What you can do at home

According to Jon D. Miller, director of the International Center for the Advancement of Scientific Literacy based at the University of Michigan, in his 2012 article for Scientific American, "The Value of Bringing Science Home," where STEAM subjects are concerned, great teachers are important. But, he points out, parents who encourage their kids in the pursuit of math, science and technology increase their chances of raising "the next Mark Zuckerberg or Mae Jemison" by a factor of five. Parents, he says, "are the essential root of scientific literacy."

His tips for parents who want to "bring science home" include:

Choosing toys carefully - There are many fun learning toys to choose from. Many of them actually target computer programing, math, and science. Find ones that interest your child and he will be learning the way children learn best: by playing.

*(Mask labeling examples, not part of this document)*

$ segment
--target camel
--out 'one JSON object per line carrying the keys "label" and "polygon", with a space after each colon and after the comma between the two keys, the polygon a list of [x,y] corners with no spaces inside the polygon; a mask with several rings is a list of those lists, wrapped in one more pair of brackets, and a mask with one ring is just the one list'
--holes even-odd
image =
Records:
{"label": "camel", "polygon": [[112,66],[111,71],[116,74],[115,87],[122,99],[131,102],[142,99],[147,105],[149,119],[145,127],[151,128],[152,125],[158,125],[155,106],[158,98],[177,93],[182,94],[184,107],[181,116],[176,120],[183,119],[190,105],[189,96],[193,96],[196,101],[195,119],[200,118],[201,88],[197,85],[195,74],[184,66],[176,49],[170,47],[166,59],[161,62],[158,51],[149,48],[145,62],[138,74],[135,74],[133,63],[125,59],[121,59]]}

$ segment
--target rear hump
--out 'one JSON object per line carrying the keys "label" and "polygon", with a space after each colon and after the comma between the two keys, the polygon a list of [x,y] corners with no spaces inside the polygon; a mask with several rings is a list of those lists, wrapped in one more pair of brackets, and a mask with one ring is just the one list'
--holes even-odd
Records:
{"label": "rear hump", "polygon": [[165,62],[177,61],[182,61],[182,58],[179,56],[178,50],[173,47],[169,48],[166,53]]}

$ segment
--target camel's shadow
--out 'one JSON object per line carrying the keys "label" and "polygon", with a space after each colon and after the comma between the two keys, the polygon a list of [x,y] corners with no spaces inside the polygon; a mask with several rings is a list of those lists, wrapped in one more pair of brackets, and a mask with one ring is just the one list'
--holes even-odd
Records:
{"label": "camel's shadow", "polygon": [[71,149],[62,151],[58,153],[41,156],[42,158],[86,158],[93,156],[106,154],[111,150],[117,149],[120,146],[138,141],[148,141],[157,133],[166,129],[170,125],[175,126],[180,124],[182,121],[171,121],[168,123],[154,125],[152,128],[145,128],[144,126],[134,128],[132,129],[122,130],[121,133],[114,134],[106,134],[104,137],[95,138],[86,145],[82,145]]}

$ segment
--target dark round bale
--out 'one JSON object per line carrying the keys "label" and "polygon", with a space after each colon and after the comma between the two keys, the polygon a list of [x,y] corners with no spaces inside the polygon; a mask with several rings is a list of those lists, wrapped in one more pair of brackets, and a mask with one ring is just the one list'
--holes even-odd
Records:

Making use of zoos and museums - We've mentioned this on our blog here at Hendricks in the past, but it is important enough to repeat. Whenever possible, take your children to our area's zoos and museums. When you are on vacation, look up any museums and science exhibitions that might be in the area. Far from the dry displays of yesteryear, many modern museums have fun and fascinating hands-on exhibits designed especially to catch the imaginations of children.

Setting an example - Let your child see your own curiosity about the world around you and also how you satisfy that curiosity. Is there an unidentified plant in your yard? Let your child see you look it up online or ask a local plant expert to identify it. Are you trying to edit a family video? Let your child help you decipher the program.

Surround your child with fun, interesting and useful technology and encourage his interest in science. Do this, and you will have taken the first steps toward raising a STEAM-literate adult.